# data/dataset.py
"""数据集工具"""

import numpy as np
import torch
from torch.utils.data import Dataset


class SyntheticDAGDataset(Dataset):
    """合成DAG数据集"""
    def __init__(self, n_nodes, n_samples, p=0.08, seed=None):
        self.n_nodes = n_nodes
        self.n_samples = n_samples
        if seed is not None:
            np.random.seed(seed)
        self.X, self.W = self._generate(p)
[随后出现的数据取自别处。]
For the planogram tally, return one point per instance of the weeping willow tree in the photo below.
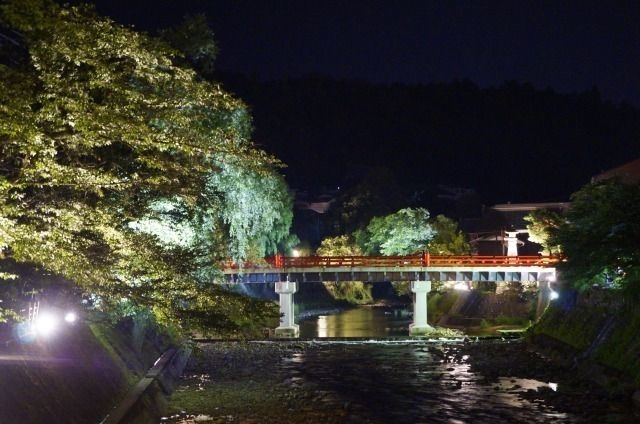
(125, 172)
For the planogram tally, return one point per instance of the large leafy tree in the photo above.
(540, 223)
(401, 233)
(599, 236)
(447, 239)
(101, 130)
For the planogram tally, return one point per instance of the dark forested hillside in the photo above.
(510, 143)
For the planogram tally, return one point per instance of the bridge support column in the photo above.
(420, 325)
(287, 327)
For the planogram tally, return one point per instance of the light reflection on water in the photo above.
(358, 322)
(394, 378)
(410, 382)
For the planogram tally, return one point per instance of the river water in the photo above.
(384, 376)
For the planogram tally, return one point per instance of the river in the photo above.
(385, 377)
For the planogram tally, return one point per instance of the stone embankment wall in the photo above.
(79, 375)
(597, 334)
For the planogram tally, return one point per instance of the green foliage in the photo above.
(448, 239)
(404, 232)
(540, 223)
(338, 246)
(599, 236)
(103, 131)
(195, 39)
(377, 194)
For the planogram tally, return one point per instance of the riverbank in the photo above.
(596, 334)
(379, 382)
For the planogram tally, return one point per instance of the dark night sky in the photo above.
(568, 46)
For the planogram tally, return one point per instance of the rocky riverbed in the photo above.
(391, 381)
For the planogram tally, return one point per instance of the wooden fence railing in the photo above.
(421, 260)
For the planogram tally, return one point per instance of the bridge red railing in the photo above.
(421, 260)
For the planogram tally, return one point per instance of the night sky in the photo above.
(568, 46)
(509, 145)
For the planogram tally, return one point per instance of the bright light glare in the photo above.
(461, 285)
(45, 324)
(70, 317)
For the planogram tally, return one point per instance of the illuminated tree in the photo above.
(404, 232)
(539, 224)
(448, 239)
(599, 236)
(339, 246)
(102, 133)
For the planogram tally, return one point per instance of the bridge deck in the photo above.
(394, 268)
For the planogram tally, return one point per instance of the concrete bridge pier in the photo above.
(287, 327)
(420, 325)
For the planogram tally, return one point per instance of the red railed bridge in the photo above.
(423, 267)
(287, 271)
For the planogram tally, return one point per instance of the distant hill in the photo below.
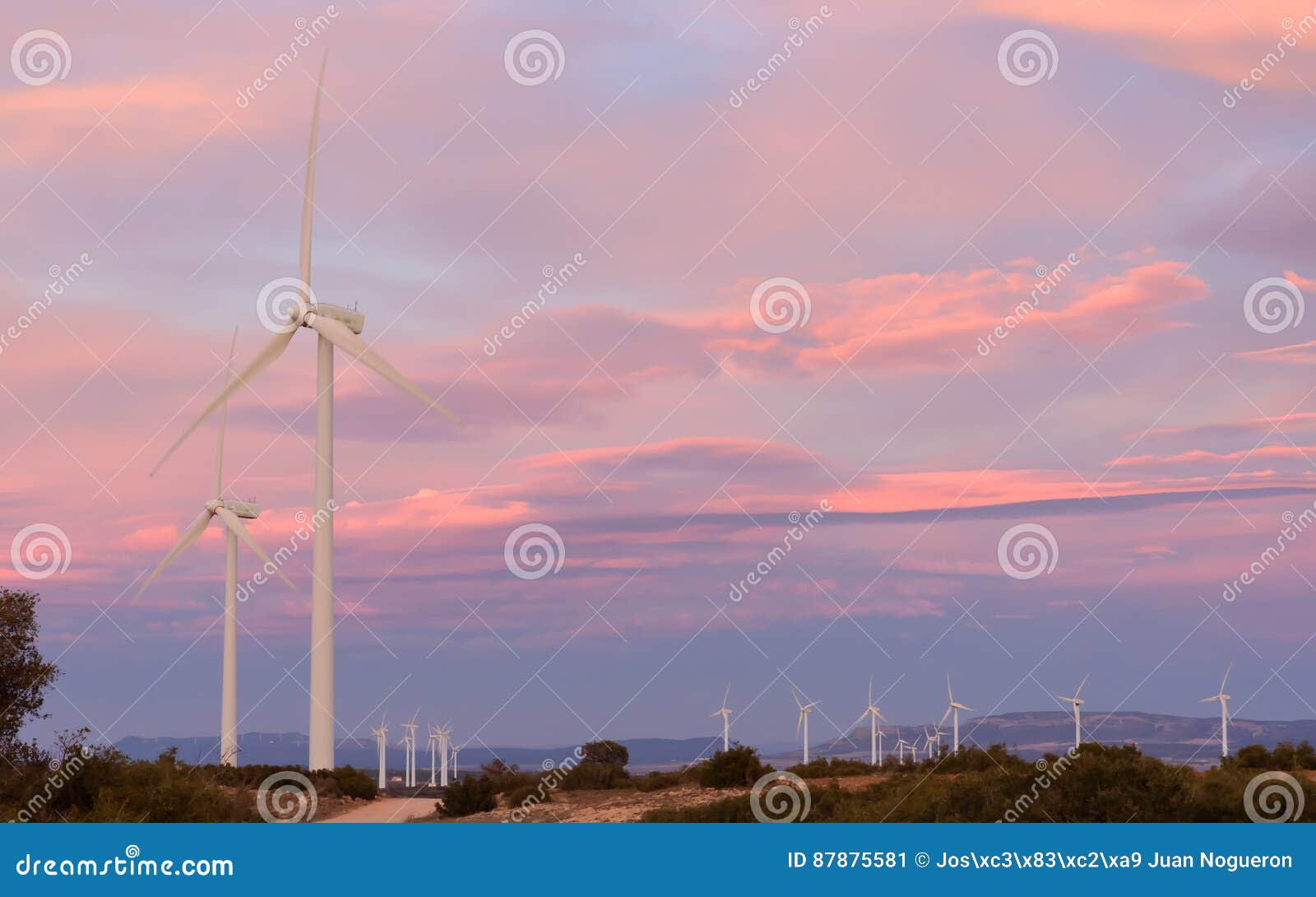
(1178, 739)
(290, 748)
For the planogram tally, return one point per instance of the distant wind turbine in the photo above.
(382, 743)
(230, 511)
(874, 732)
(727, 719)
(1077, 701)
(336, 327)
(1224, 713)
(803, 721)
(953, 710)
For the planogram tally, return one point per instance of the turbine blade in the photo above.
(271, 351)
(342, 337)
(190, 535)
(308, 194)
(224, 421)
(234, 523)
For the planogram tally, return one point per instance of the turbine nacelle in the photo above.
(241, 509)
(306, 314)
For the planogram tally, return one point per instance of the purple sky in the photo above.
(905, 178)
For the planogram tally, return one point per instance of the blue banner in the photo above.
(549, 859)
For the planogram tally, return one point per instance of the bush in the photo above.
(657, 781)
(605, 754)
(470, 794)
(537, 791)
(739, 767)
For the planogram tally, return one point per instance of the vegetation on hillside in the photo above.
(79, 781)
(1092, 784)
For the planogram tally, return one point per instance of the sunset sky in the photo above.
(1149, 414)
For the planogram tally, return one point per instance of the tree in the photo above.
(605, 752)
(24, 673)
(739, 767)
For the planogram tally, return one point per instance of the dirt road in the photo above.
(387, 809)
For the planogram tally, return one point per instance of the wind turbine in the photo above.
(445, 741)
(803, 721)
(1077, 701)
(901, 746)
(874, 732)
(410, 741)
(727, 719)
(382, 745)
(434, 741)
(336, 327)
(230, 511)
(953, 709)
(1224, 713)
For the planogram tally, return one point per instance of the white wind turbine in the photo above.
(727, 719)
(1224, 713)
(336, 327)
(434, 741)
(230, 511)
(410, 743)
(874, 732)
(803, 721)
(953, 709)
(445, 741)
(1077, 701)
(382, 745)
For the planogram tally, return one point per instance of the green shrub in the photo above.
(470, 794)
(739, 767)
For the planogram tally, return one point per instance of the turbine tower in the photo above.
(901, 746)
(874, 732)
(953, 710)
(336, 327)
(803, 721)
(1077, 701)
(410, 741)
(1224, 713)
(727, 719)
(382, 745)
(232, 513)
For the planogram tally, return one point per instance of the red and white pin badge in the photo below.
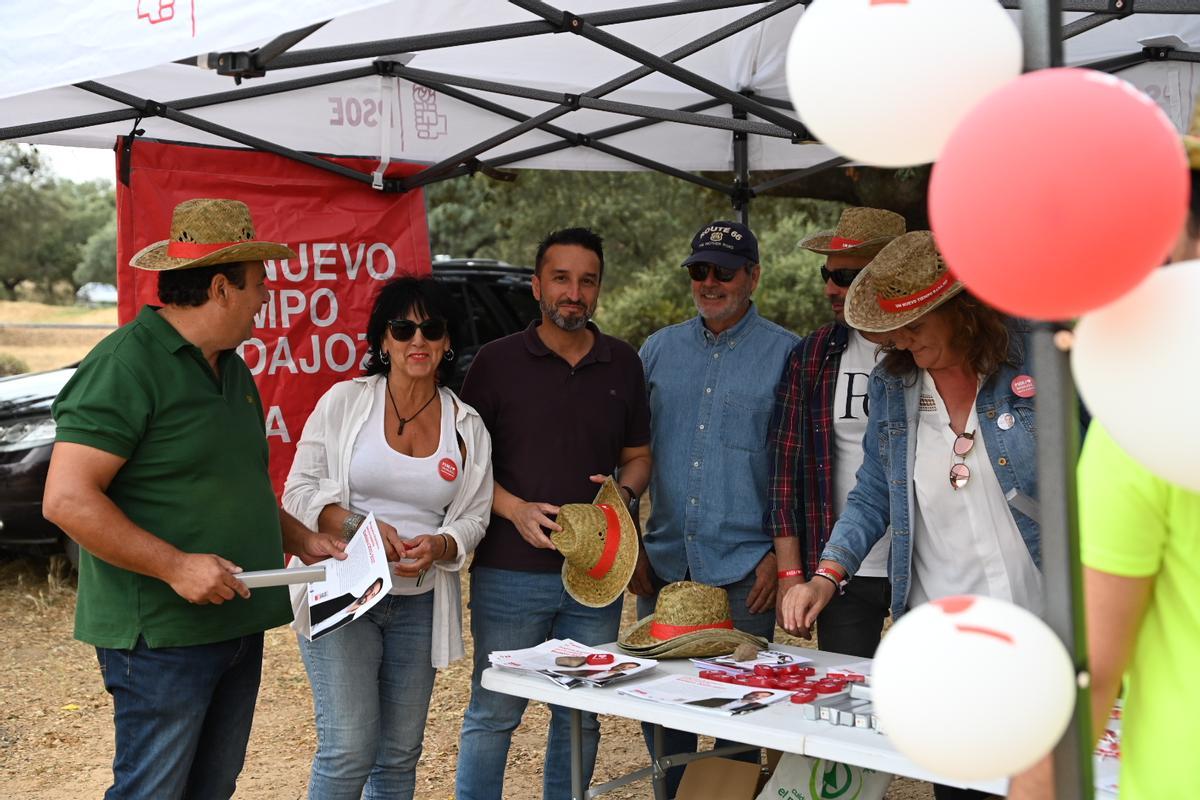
(1024, 386)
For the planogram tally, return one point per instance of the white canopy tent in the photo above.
(684, 86)
(669, 86)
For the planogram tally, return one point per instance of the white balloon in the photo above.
(886, 82)
(972, 687)
(1134, 364)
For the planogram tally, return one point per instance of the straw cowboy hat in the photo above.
(599, 547)
(204, 233)
(906, 281)
(690, 620)
(859, 232)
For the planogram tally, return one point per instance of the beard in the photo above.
(565, 323)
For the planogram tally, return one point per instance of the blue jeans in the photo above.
(510, 611)
(183, 717)
(762, 624)
(371, 685)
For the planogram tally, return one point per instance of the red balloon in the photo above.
(1059, 193)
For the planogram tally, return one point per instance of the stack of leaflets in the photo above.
(569, 663)
(701, 693)
(765, 657)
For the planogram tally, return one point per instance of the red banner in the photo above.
(349, 239)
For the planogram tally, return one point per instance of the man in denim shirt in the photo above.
(712, 386)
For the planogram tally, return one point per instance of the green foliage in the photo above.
(11, 365)
(46, 221)
(99, 257)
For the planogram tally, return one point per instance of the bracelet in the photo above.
(351, 525)
(832, 576)
(835, 584)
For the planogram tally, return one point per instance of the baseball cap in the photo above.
(725, 244)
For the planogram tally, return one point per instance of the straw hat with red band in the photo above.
(859, 232)
(906, 281)
(599, 547)
(208, 232)
(690, 620)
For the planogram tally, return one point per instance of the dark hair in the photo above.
(979, 330)
(396, 299)
(190, 287)
(1194, 206)
(585, 238)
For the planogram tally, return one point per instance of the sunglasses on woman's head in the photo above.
(841, 278)
(432, 329)
(724, 274)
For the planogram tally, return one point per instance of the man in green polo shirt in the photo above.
(160, 474)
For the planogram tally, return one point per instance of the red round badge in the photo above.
(1024, 386)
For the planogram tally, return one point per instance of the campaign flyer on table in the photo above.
(569, 663)
(691, 692)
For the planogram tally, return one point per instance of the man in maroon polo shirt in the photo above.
(565, 405)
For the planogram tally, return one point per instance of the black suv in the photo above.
(495, 299)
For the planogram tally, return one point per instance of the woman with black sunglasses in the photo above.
(949, 452)
(396, 444)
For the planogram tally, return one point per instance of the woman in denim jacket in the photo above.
(949, 453)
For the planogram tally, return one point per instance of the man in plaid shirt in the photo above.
(816, 438)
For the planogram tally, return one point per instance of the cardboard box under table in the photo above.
(780, 726)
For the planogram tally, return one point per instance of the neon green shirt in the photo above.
(195, 476)
(1135, 524)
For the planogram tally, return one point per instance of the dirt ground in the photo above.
(55, 719)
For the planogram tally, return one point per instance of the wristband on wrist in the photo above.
(833, 577)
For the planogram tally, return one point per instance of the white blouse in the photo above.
(965, 541)
(321, 475)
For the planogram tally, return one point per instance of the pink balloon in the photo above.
(1059, 193)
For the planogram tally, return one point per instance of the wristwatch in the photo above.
(634, 500)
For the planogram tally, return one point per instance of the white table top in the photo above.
(780, 726)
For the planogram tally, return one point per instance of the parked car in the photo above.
(495, 299)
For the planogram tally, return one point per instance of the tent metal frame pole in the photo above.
(690, 48)
(384, 48)
(174, 115)
(557, 146)
(1107, 6)
(429, 78)
(1085, 24)
(766, 186)
(198, 101)
(665, 65)
(1057, 453)
(577, 139)
(742, 191)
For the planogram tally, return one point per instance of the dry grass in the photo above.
(42, 348)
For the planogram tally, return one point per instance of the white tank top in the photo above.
(406, 492)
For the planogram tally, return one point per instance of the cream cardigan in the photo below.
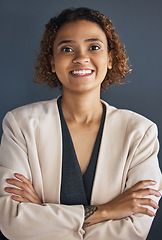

    def _generate(self, p):
        # 生成稀疏上三角邻接矩阵
        A = (np.random.rand(self.n_nodes, self.n_nodes) < p).astype(float)
        A = np.triu(A, k=1)
        W = A * (np.random.randn(*A.shape) * 0.8)

        # 根据DAG生成数据
        X = np.zeros((self.n_samples, self.n_nodes), dtype=float)
        for i in range(self.n_nodes):
            parents = np.where(W[:, i] != 0)[0]
            if len(parents) == 0:
                X[:, i] = np.random.randn(self.n_samples) * 0.5
            else:
                X[:, i] = np.tanh(X[:, parents].dot(W[parents, i])) + \
                          0.1 * np.random.randn(self.n_samples)

        return X.astype('float32'), W

    def __len__(self):
        return self.n_samples

    def __getitem__(self, idx):
        return self.X[idx]


class TensorDataset(Dataset):
    """简单张量数据集包装器"""
    def __init__(self, X):
        if isinstance(X, np.ndarray):
            X = torch.from_numpy(X).float()
        self.X = X

    def __len__(self):
        return len(self.X)

    def __getitem__(self, idx):
        return self.X[idx]